Se l’arbitro è costretto a giocare allora eccole, una dopo l’altra, le carte che il Presidente della Repubblica Mattarella sta per giocare per inchiodare i partiti. Chi dirà no al governo «di servizio» si assumerà una serie di responsabilità: l’aumento dell’Iva al 25 per cento che solo un governo in carica con pieni poteri potrà scongiurare. Un costo di altri 400 milioni per il ritorno alle urne: non pochi, specie per chi fa del taglio ai costi della politica la sua bandiera. E un rischio ulteriore di non cavare un ragno dal buco con un nuovo avvio complicato di legislatura e di andare a quel punto verso l’esercizio provvisorio di bilancio, vera sciagura per l’economia italiana.

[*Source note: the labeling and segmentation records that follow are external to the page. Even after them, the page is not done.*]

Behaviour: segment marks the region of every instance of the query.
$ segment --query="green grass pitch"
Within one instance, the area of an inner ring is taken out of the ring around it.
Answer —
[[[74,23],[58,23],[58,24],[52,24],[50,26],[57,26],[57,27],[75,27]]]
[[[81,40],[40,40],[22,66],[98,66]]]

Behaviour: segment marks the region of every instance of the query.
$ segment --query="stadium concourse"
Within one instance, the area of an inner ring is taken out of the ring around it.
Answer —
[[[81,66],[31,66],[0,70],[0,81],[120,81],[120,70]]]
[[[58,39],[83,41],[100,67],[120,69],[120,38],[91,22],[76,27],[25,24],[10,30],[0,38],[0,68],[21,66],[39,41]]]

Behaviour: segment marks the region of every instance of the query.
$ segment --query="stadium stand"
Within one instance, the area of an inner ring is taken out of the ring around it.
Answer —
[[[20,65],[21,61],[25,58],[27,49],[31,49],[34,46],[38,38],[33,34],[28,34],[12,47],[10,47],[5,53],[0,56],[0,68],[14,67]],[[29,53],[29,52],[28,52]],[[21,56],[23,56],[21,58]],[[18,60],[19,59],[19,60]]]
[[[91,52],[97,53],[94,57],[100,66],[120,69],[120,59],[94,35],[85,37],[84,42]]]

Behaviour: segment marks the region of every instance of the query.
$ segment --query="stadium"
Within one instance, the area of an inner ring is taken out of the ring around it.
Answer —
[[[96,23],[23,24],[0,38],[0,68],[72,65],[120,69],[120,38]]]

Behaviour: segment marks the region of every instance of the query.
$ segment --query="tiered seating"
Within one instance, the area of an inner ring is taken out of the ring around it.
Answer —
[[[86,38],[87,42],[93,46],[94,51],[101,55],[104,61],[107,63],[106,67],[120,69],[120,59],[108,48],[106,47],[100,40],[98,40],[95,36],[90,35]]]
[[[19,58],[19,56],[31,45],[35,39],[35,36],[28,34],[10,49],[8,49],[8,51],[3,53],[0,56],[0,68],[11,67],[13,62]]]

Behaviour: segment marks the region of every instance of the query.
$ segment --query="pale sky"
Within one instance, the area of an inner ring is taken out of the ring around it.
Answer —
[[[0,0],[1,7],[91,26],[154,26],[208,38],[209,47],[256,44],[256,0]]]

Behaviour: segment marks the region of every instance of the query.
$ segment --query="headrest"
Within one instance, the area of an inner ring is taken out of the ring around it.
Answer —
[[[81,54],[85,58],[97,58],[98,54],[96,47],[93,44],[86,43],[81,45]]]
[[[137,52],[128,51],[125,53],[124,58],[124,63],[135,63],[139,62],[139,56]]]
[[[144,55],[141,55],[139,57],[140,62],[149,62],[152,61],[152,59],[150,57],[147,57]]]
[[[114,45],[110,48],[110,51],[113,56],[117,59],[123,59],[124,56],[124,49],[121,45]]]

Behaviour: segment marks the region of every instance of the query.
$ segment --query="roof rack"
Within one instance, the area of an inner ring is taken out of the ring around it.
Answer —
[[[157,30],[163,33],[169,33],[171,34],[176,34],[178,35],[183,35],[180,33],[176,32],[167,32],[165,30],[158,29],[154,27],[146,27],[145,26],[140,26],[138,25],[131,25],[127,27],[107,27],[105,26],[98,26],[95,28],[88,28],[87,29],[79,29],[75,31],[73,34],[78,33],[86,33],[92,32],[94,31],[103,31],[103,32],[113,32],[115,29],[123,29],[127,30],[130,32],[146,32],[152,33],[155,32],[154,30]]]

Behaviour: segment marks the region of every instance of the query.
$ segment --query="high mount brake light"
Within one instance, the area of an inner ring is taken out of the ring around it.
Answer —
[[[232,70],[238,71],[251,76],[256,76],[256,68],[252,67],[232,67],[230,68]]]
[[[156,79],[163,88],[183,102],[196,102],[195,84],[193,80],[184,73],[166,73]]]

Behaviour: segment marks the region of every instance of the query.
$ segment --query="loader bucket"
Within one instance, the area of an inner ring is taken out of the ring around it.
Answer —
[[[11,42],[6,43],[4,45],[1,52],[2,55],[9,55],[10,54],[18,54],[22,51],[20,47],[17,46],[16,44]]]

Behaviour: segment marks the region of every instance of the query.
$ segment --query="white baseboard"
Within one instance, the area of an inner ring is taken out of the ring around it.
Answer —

Cadono le diverse ipotesi sondate o valutate: perde quota Marta Cartabia, che per accettare un incarico altamente a rischio dovrebbe lasciare la Consulta dove è vicepresidente con prospettive di salire di un gradino; sembra tramontata anche l’economista Lucrezia Reichlin, ex direttore generale della Banca centrale europea, e ora docente alla London Business School; fuori dai giochi Elisabetta Alberti Casellati, per l’ulteriore garanzia che Mattarella ha inteso dare di figure «neutrali», che dovranno promettere di non ricandidarsi, per evitare il ripetersi di un caso Monti. Scelta maturata nelle ultime ore, per vincere una delle obiezioni più forti contro un governo tecnico, ossia il rischio che a un certo punto, premier e ministri possano essere tentati di “mettersi in proprio”.
Il prossimo presidente del Consiglio avrà il difficile compito di andare a cercare una maggioranza in Parlamento e dovrà condurre l’Italia alle elezioni, al massimo in primavera. Dopo una lista di 28 uomini dal 1946, chiedere a una donna di guidare il prossimo governo è una novità assoluta: non è mai successo nella storia d’Italia. Mattarella spera che in qualche modo questo possa avere un impatto forte sull’opinione pubblica spingendo i partiti a non essere ostili nei confronti dell’esecutivo “neutrale”. Il suo nome è noto agli addetti ai settori e agli ambienti internazionali, non certo al grande pubblico. Eppure Elisabetta Belloni potrebbe rientrare clamorosamente nella partita per Palazzo Chigi. L’ambasciatrice italiana e docente di Cooperazione allo sviluppo alla LUISS di Roma, sarebbe peraltro, secondo alcuni, molto vicina ad Alessandro Di Battista del M5s.
Un lungo curriculum con esperienze a Vienna e a Bratislava, dal novembre 2004 al giugno 2008 ha diretto l’Unità di Crisi del Ministero degli Affari Esteri ed è poi diventata direttore generale della cooperazione allo sviluppo della Farnesina dal 2008 al 2013 mentre dal gennaio 2013 al giugno 2015 è stata direttore generale per le risorse e l’innovazione. Ha lavorato gomito a gomito con l’ex premier Paolo Gentiloni quando quest’ultimo era ministro degli Esteri (è stata il suo Capo di Gabinetto dal giugno 2015), prima di venire promossa nell’aprile 2016 Segretario Generale del Ministero degli Affari Esteri.
Un profilo di alto livello quello della “dama di ferro” che la renderebbe perfetta soprattutto per uno scenario: quello di Presidente del Consiglio.
Elisabetta Belloni ha ricevuto onorificenze di alto livello sia italiane: Cavaliere di gran croce dell’Ordine al merito della Repubblica italiana; e straniere: Cavaliere della Legion d’onore (Francia) “Per il contributo dato alla cooperazione bilaterale, in particolare durante le emergenze del Libano, dello tsunami in Asia e degli scontri in Costa d’Avorio”.
E’ stata la notte più lunga per Mattarella e il quadro rimane complesso ma se la scelta ricadesse su Elisabetta Belloni forse si chiuderebbe finalmente, e contro ogni previsione, questa laboriosa e sofferta partita politica.